Asıl paylaşmak istediğim bölüme gelirsek; 


[sayfa 42 - "Woody Allen Chaplin"]

[......]" Sinema konusunda çok bilgili olan siz Cahiers du cinema'cılar,biraz da sizin düzeyinize çıkmak için dün akşam Annie Hall'u gördüm.O anda pek hoşuma gitti,işte en uygun sözcük bu,çok "hoş"tu,sonra geçti. Ertesi sabah hiçbir şey kalmamıştı. Daha birkaç gün öncesine kadar hiçbir tanışıklığım olmayan Woody Allen sanırım çok düşünülüp taşınılmış bir sanattan yana;aynı şekilde çok bölgesel,inceden inceye hesaplanmış,Chaplin'inkinden çok daha dar-alabildiğine dar- bir mizah anlayışı var Woody Allen'ın. Woody Allen neredeyse,orada kalıyor. Çevresinde hiçbir şey kıpırdamıyor,nesneler tüm farklılıklarıyla durup duruyorlar,onunla birlikte harekete geçmiyorlar,hiçbir şeyi değiştirmiyor Woody Allen. Onun çevresinde New York da aynı. New York'u  boydan boya katediyor,New York hep aynı. Şehir Işıkları'nda Chaplin mekanın bütününde yaşar. Her yanda yankılanır Chaplin . New York'ta ya da başka bir yerde,her nerede olursa olsun, Chaplin  geçince,her şeyde onun yankısı kalır. Her şey Chaplin 'dir. Tüm kent,kentler,sokaklar. O susan adam olur. Chaplin tek bir numarada ,tek bir oyundadır; sanki tek bir kez, tek bir sessizlik,tek bir aşk,dermiş gibi. Bu oyun da yine tek bir yerde geçer ama ,uçsuz bucaksız bir yerde. Burası,bütünüyle Chaplin'in yeridir . Chaplin oynarken, kendine ait olan hiçbir şeyi saklı tutmaz, yedekte bırakmaz. Sahip olduğu her şeyi o anda oyununa katar. Onun yanında Woody Allen cimrinin,elisıkının teki.
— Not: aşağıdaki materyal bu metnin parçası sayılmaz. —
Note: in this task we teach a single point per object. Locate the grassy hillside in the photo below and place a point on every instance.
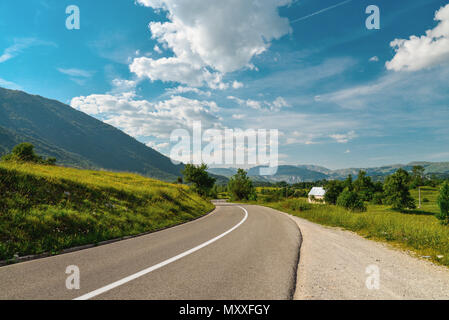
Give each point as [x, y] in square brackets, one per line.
[48, 208]
[415, 230]
[74, 138]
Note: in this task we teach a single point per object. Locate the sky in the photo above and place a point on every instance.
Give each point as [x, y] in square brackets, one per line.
[340, 94]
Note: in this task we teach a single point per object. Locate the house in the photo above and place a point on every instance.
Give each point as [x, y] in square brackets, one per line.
[316, 195]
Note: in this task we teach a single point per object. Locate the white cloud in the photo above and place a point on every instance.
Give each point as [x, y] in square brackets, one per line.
[141, 118]
[76, 72]
[275, 105]
[210, 38]
[181, 90]
[9, 85]
[425, 51]
[344, 138]
[237, 85]
[157, 49]
[20, 45]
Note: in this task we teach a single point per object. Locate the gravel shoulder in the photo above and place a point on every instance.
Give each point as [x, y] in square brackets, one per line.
[333, 266]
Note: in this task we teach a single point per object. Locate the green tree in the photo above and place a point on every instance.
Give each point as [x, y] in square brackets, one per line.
[418, 176]
[198, 176]
[443, 203]
[364, 186]
[397, 193]
[348, 182]
[333, 190]
[240, 187]
[24, 152]
[350, 200]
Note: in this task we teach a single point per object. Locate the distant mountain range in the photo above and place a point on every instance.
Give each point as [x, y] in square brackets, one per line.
[308, 173]
[78, 140]
[74, 138]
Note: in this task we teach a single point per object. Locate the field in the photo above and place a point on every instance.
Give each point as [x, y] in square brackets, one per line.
[415, 230]
[49, 208]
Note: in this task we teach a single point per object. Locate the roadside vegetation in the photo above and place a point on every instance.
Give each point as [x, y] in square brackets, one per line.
[387, 211]
[46, 208]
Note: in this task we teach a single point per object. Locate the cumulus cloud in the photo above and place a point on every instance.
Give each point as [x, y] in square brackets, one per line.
[210, 38]
[425, 51]
[20, 45]
[76, 72]
[275, 105]
[141, 118]
[345, 137]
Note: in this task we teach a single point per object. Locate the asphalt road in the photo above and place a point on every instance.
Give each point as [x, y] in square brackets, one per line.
[234, 253]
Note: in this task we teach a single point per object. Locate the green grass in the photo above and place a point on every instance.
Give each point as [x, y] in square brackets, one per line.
[50, 208]
[416, 230]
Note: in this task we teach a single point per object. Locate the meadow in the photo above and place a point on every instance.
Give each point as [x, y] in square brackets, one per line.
[415, 230]
[50, 208]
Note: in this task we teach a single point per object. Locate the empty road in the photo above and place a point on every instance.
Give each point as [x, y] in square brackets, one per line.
[234, 253]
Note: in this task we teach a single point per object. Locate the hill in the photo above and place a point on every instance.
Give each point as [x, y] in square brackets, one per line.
[310, 173]
[74, 138]
[50, 208]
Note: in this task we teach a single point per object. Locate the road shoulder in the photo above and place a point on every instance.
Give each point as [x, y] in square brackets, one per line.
[336, 264]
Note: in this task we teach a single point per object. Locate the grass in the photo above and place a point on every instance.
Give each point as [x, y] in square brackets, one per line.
[415, 230]
[50, 208]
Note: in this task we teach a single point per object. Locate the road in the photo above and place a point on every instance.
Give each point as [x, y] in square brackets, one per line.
[234, 253]
[335, 265]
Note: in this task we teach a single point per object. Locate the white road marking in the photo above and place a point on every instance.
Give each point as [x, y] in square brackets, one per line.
[159, 265]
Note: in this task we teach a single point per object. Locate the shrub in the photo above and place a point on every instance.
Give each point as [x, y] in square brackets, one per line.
[397, 191]
[198, 176]
[240, 187]
[24, 152]
[443, 203]
[378, 198]
[350, 200]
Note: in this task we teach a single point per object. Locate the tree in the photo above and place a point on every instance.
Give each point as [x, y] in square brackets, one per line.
[198, 176]
[443, 203]
[350, 200]
[348, 182]
[417, 176]
[24, 152]
[240, 187]
[397, 193]
[333, 189]
[364, 186]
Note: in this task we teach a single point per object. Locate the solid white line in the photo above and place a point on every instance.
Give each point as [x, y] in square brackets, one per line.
[159, 265]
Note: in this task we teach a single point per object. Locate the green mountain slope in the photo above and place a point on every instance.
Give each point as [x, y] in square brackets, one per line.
[74, 138]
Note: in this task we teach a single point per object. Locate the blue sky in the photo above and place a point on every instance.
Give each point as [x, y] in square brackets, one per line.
[340, 94]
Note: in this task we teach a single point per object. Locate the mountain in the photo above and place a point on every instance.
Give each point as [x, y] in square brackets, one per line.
[225, 172]
[290, 174]
[310, 173]
[74, 138]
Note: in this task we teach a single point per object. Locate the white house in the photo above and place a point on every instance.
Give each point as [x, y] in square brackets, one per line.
[316, 195]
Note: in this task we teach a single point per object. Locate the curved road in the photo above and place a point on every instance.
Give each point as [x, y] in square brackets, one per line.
[234, 253]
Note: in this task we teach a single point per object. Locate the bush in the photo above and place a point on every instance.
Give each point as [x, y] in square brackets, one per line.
[351, 201]
[240, 187]
[24, 152]
[198, 176]
[333, 190]
[443, 203]
[378, 198]
[397, 191]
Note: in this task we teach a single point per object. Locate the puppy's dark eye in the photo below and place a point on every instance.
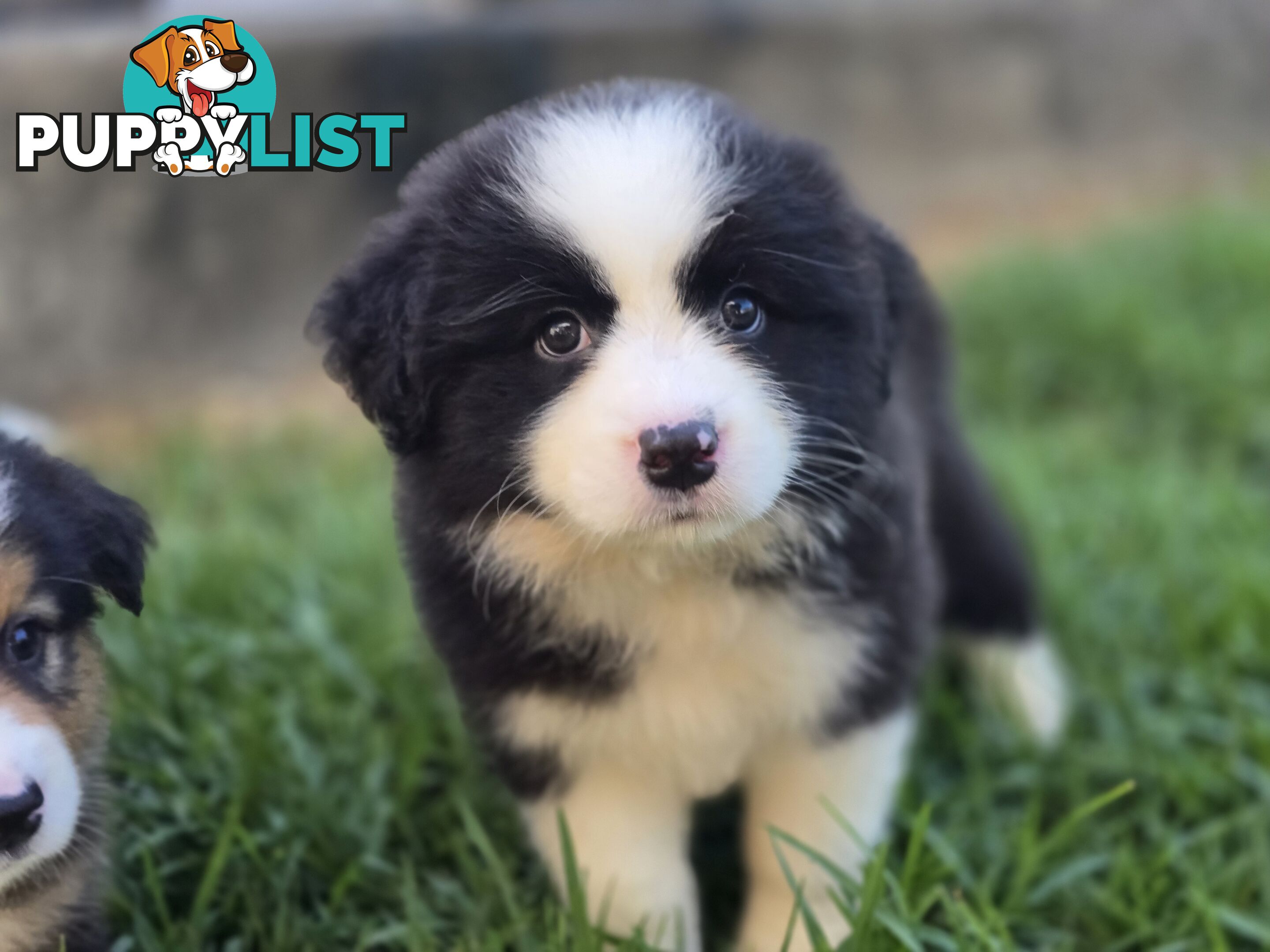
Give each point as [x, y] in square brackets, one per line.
[562, 335]
[741, 312]
[25, 643]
Birtakım numaraları ,oldukça başarılı sahneleri,son derece yapmacıklı , son derece ölçülüp biçilmiş,çok yerel ,çok "gerçek hayattan alınma" ve aslında iyi hazırlanmış birtakım "gag"leri var. Aynı "parizyenizm" gibi bu da son yılların "New yorkizmi". Annie Hall'da New York'u göremedim,bir yaşam tarzını gördüm;öyle,New York'tayken tanıdığıma benzer bir tarz,oldukça kasvetli,ama oldum bittim New York-Babylone tarzı değil. Sonra Annie Hall'da aşk yalnızca "gag"lere bir bahane oluşturuyor,işte bu olmaz. Woody Allen'ın sefaleti burada,bir alay etme,çekiştirme,zarar verme,kabalaşma tarzını sürekli öne çıkarmasında,monden bir edayla,sürekli buna başvurmasında. Bir an tereddüt ettim ama Woody Allen hakkında bu şekilde konuşmak umrunda değil. Zaten eleştirmenler onu göklere çıkarıyor,artık hiçbir şey ulaşamaz ona. Tuhaf ama , oyunundan ve söyleşilerinden korkunç biri olsa gerek, hayatta hiçbir şeyi sevmemiş olsa gerek diye bir çıkarsama yaptım. Sonuçta oyuncularda her şeyi görüyor insan.,bütün arka planı. Keskin görüş.
Chaplin'in gezginliği coğrafi sınır tanımaz. Woody Allen'ınki Kuzey Amerika,N.Y.,Manhattan'la sınırlı. Woody Allen, dikiş izleri görünen yamalı parçalara benziyor. Dikişlerini görüyorum;halbuki Chaplin 'de hiçbir şey görmüyorum,düz bir çizgi görüyorum,dünyayı saran
güven dolu bir bakış görüyorum. Sonra karşılığında Chaplin'in o hüznü.Evet, kaçışı olmayan bir bağımlılık ağına düşmüş hayvanın hüznüne benzer bir hüzün. Daha baştan, hakkında yapılacak bütün yorumların,bütün siyasi ısrarların önüne geçen,hepsini geri püskürten bir yazgısı var bu hayvanın."